In previous broadcast excerpts from the two taped interviews Ravid conducted with Trump, the former president savaged ex-prime minister Benjamin Netanyahu for congratulating Joe Biden on winning the presidency last November — “I haven’t spoken to him since. Fuck him,” Trump said — and said Netanyahu never wanted to make peace.

Then-US president Donald Trump (right) with then-prime minister Benjamin Netanyahu prior to Trump’s departure to Rome at the Ben Gurion International Airport in Tel Aviv, on May 23, 2017. (Kobi Gideon/GPO via Flash90)

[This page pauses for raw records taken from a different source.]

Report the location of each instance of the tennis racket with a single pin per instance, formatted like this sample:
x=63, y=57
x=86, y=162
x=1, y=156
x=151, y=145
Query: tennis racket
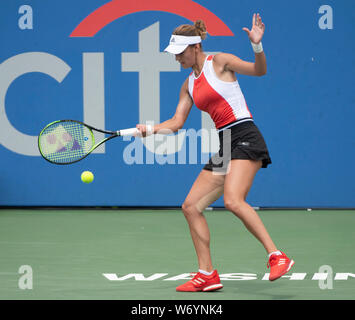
x=69, y=141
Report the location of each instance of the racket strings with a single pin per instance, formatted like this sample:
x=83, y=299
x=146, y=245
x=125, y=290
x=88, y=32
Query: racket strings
x=66, y=142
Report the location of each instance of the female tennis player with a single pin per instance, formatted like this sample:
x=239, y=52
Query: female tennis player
x=213, y=87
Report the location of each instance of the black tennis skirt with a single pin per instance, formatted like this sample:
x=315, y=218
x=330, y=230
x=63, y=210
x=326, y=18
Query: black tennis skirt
x=240, y=141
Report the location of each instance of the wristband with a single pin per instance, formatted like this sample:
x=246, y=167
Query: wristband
x=258, y=48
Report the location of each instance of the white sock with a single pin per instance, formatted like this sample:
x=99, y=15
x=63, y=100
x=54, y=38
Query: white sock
x=205, y=272
x=275, y=252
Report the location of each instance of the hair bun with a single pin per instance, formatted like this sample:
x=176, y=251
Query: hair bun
x=201, y=29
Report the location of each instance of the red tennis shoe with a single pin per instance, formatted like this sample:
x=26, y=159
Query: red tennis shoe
x=279, y=265
x=201, y=282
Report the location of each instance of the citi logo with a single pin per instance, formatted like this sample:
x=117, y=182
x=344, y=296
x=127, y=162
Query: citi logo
x=149, y=62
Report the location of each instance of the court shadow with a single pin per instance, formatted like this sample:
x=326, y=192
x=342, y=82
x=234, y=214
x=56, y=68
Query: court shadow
x=265, y=290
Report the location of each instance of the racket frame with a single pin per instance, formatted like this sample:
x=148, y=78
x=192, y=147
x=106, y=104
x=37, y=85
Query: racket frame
x=113, y=134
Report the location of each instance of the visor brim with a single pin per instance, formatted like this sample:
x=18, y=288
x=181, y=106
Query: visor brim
x=176, y=49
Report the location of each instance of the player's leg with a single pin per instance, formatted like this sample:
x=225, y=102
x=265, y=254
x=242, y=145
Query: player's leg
x=207, y=188
x=238, y=182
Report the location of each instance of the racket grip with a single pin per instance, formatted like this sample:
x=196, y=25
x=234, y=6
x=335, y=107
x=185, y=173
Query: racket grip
x=128, y=132
x=135, y=132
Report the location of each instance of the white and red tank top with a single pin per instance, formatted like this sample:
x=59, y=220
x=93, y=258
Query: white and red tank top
x=224, y=101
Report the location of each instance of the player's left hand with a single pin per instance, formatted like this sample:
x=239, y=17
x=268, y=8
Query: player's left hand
x=256, y=33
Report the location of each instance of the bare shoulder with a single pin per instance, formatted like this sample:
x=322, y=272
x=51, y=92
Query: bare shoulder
x=223, y=60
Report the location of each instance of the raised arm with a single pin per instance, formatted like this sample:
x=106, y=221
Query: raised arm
x=179, y=118
x=230, y=63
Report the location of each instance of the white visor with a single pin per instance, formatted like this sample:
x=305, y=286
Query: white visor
x=179, y=43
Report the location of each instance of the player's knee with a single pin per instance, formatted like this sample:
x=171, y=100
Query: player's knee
x=234, y=205
x=188, y=209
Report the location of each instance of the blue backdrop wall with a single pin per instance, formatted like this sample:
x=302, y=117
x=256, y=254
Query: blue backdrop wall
x=102, y=62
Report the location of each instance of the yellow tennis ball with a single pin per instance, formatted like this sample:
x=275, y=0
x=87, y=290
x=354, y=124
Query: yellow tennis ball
x=87, y=177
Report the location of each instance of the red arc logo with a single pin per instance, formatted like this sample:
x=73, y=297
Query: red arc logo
x=116, y=9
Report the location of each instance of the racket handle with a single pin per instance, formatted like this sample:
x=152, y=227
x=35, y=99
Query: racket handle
x=128, y=132
x=134, y=131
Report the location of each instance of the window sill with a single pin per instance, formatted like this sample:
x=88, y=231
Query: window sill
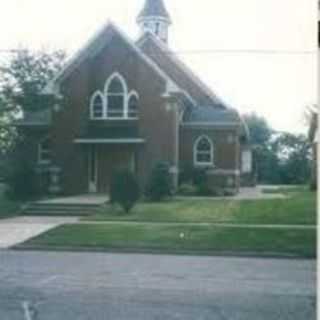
x=114, y=119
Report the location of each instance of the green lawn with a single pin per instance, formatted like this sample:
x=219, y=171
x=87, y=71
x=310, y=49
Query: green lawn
x=8, y=207
x=167, y=238
x=148, y=234
x=299, y=208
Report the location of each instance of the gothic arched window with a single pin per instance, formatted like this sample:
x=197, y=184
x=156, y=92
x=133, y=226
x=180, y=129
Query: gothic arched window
x=133, y=105
x=203, y=152
x=97, y=106
x=116, y=93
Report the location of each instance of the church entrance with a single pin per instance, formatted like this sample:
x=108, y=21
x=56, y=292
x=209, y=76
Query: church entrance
x=104, y=161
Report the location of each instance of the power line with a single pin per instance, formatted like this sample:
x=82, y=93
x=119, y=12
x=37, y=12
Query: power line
x=210, y=51
x=238, y=51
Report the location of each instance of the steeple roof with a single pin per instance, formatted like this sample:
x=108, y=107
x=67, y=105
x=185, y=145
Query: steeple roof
x=154, y=8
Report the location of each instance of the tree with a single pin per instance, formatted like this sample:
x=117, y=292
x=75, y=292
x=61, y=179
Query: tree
x=159, y=186
x=260, y=130
x=125, y=190
x=294, y=154
x=22, y=78
x=280, y=157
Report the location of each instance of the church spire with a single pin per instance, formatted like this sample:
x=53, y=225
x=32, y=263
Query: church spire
x=155, y=18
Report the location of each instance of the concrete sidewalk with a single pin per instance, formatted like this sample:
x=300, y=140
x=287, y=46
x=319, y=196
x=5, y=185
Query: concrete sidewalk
x=17, y=230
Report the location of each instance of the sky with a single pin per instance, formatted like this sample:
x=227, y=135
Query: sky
x=256, y=55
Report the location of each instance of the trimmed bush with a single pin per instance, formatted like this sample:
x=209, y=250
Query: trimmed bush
x=159, y=186
x=187, y=190
x=124, y=190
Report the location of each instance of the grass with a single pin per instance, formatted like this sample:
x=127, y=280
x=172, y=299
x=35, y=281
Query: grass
x=299, y=208
x=8, y=208
x=204, y=239
x=188, y=236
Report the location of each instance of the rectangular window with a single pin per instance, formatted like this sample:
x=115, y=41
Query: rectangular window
x=115, y=106
x=203, y=157
x=44, y=156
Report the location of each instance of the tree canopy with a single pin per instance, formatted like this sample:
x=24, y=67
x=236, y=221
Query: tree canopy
x=22, y=78
x=280, y=157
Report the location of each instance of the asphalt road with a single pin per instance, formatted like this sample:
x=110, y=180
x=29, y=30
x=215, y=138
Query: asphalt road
x=63, y=286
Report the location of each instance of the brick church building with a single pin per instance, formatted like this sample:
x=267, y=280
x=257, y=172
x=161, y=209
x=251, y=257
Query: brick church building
x=130, y=104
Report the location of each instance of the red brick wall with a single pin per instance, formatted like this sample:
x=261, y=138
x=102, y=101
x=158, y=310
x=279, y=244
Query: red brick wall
x=155, y=123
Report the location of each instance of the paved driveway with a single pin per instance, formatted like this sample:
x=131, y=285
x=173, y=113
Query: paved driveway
x=96, y=286
x=14, y=231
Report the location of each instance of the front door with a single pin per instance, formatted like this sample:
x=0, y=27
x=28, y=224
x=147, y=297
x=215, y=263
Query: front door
x=93, y=169
x=110, y=160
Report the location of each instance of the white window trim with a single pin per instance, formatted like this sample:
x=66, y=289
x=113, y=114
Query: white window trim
x=117, y=75
x=131, y=94
x=195, y=153
x=94, y=96
x=40, y=152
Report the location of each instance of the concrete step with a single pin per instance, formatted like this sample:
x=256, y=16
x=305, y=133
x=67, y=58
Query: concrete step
x=60, y=209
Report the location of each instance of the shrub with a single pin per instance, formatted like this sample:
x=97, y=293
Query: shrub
x=187, y=190
x=159, y=186
x=124, y=190
x=186, y=174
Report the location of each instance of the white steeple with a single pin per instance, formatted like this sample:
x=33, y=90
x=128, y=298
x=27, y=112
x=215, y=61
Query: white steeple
x=155, y=18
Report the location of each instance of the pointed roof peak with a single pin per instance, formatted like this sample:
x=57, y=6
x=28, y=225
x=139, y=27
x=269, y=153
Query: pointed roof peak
x=154, y=8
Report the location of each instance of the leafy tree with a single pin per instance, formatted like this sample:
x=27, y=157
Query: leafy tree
x=125, y=190
x=280, y=157
x=260, y=131
x=22, y=78
x=159, y=186
x=294, y=154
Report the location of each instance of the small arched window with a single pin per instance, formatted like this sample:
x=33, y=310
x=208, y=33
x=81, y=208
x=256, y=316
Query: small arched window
x=97, y=106
x=133, y=105
x=116, y=91
x=203, y=152
x=44, y=151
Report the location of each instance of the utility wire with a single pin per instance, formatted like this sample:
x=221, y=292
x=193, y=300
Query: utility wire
x=216, y=51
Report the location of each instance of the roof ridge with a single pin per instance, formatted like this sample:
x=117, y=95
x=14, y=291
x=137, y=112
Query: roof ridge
x=183, y=66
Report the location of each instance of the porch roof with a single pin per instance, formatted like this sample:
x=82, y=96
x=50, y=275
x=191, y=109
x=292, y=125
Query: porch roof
x=109, y=141
x=114, y=134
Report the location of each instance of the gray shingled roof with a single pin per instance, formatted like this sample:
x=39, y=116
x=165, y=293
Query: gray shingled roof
x=42, y=118
x=154, y=8
x=209, y=114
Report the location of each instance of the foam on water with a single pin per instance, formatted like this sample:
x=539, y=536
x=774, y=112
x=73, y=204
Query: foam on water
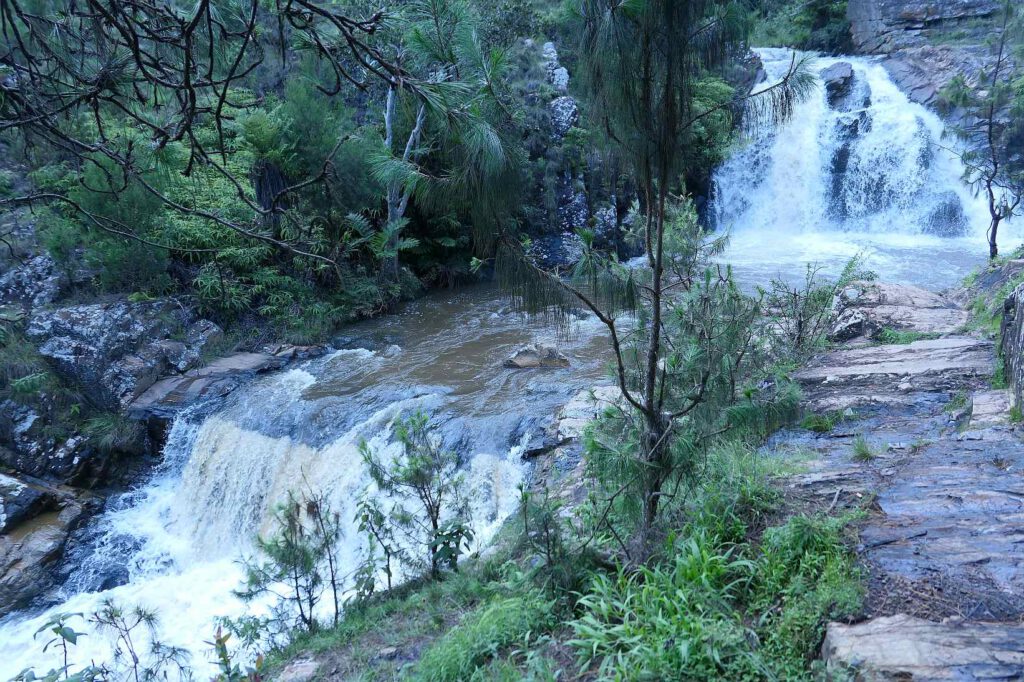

Trump has a record of making incendiary comments about US Jews and Israel. He has previously made similar remarks to those revealed in the recordings, drawing criticism for insinuating that American Jews should base their political decisions solely on the Israel issue. Speaking to US Jews, he has also referred to Israel as “your country.”

While many US Jews are generally supportive of Israel, they have consistently rejected accusations of dual loyalty toward the Jewish state, typically seen as an antisemitic canard.

Trump has also drawn rebuke for saying that Jews who vote Democrat are “disloyal.”

Over the past decade, Jewish voters have shown stability in their partisanship, according to data from Pew Research Center. Jewish voters identify with or lean toward the Democratic Party over the Republican Party by a roughly 2:1 ratio.

“It’s sad that once again we have to restate this point, but the vast majority of American Jews support and have some type of connection to Israel, regardless of which political candidate they vote for,” Greenblatt said.

Jews make up only a small portion of the national electorate, but in places like Florida, they can represent a crucial piece of the swing state electoral puzzle. Historically, American Jews have voted heavily Democratic.

No national exit polls on the Jewish vote were published after the 2020 election. A poll commissioned by the Republican Jewish Coalition found that 30.5 percent of Jewish voters voted for the Republican incumbent Donald Trump nationally, compared to 60.6% for the Democratic challenger Joe Biden.

Meanwhile, a poll commissioned by the liberal group J Street found that 77% of Jewish Americans voted for Biden and only 21% for Trump.

In 2016, Pew found that Hillary Clinton won 71% of the Jewish vote to Trump’s 25%. In 2012, the numbers were slightly higher for the Republican candidate: Barack Obama won 69% of the Jewish vote, while Mitt Romney won 30%.